Public Viewing Zeitgeist (Satis Shroff, Freiburg)
The scene is at the Joggeli ,
A stadium in Basel, Switzerland.
The Czechs think the Germans are going to be behind them.
Karel Brückner wears a black muffler on this humid afternoon.
The Swiss Nati enters the arena.
Yodel songs, Alp horns, an elegant Miss Swiss saunters by,
Samba music reminiscent of Guggemusik at Fasnet,
Swiss fans with red and white flags,
Effigies of Swiss cows, blondes wearing hats,
Caps and motley headgear,
Blonde farmers on stilts, soccer ball skirts and milk-cans,
Amid cow bells and the cries of the spectators.

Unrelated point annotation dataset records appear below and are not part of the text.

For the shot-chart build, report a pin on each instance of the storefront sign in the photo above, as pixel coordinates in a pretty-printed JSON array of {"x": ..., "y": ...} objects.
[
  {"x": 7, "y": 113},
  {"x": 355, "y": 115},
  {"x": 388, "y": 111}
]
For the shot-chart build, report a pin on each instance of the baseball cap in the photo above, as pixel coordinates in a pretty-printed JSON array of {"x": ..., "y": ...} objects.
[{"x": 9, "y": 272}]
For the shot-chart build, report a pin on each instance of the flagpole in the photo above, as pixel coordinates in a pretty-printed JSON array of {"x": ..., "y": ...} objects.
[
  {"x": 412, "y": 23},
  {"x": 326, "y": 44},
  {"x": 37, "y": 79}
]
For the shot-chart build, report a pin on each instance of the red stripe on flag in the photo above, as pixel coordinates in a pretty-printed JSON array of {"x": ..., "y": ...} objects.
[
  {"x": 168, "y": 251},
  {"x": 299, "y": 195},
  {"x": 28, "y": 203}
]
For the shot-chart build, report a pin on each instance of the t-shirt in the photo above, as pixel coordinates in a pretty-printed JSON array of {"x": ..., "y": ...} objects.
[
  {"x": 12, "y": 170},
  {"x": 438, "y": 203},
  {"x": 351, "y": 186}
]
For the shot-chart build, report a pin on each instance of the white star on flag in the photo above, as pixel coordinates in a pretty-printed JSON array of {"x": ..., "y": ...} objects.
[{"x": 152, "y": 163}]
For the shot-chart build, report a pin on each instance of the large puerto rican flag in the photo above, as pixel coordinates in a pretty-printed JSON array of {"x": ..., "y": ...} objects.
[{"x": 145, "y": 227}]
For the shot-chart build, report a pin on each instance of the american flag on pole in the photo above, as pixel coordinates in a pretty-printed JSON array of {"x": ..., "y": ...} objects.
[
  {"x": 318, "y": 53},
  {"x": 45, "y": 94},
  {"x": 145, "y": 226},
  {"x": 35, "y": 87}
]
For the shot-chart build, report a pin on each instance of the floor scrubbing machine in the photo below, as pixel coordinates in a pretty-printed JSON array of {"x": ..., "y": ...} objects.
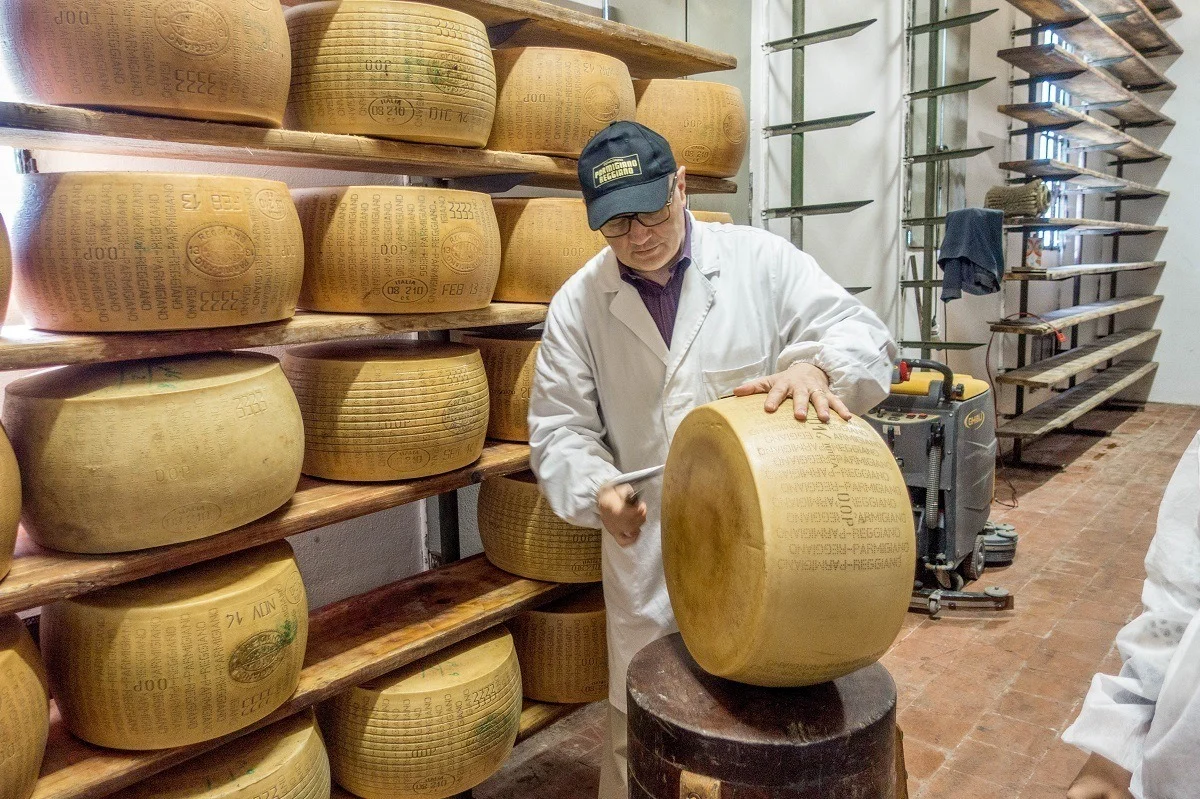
[{"x": 941, "y": 427}]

Mountain pixels: Jungfrau, Mönch and Eiger,
Skiing figures of a Ski nation,
Barock costumes, dancing figures
In black n’ white,
The waltz and techno music.
Magic cube effects on the soccer field.
Symbols for Swiss watch industry,
A coy Amanda Amman,
Miss Switzerland in scarlet silk.
“She’s half Swiss and half Czech” quips someone.
The Swiss are celebrating a big soccer festival.
The entire stadium becomes a soul,
Unified as 100,000 fans shout in defiance
Through their larynx and lungs.
From Ortenau to Schaffhausen,
The fans are streaming in,
Controlled by Swiss, German
And French security men and women,
Armed with guns, sticks, Alsatian dogs,
And Luftwaffe aircraft doing sorties in the sky,
The fear of Al Kaida is everywhere.
42000 in the St. Jakob’s arena,
35 000 in the Fan Zone,
Another 20 000 in the inns, taverns
Public viewing places in Basle.
Discussions center on
The four-man defence chain,
Tactics, strategies of trainers,
Performances in the Bundes and other leagues.
A big chance for Switzerland.
438 green balloons reach for the sky.
Standing ovation from the spectators,
The Swiss hold hands
To the national hymn
Standing ovation for a knie injured captain,
Alexander Frei the surest Swiss striker,
Is in tears against the Czechs.
0:2 says the gigantic stadium neon chart,
Against the Turks.
Köbi Kuhn the dignified thoughtful Swiss man’s
Euro dream disappears.
The best Euro host takes its bow.
You can still read the disappointment on our faces.
Ach, Helvetia you’re great even in defeat.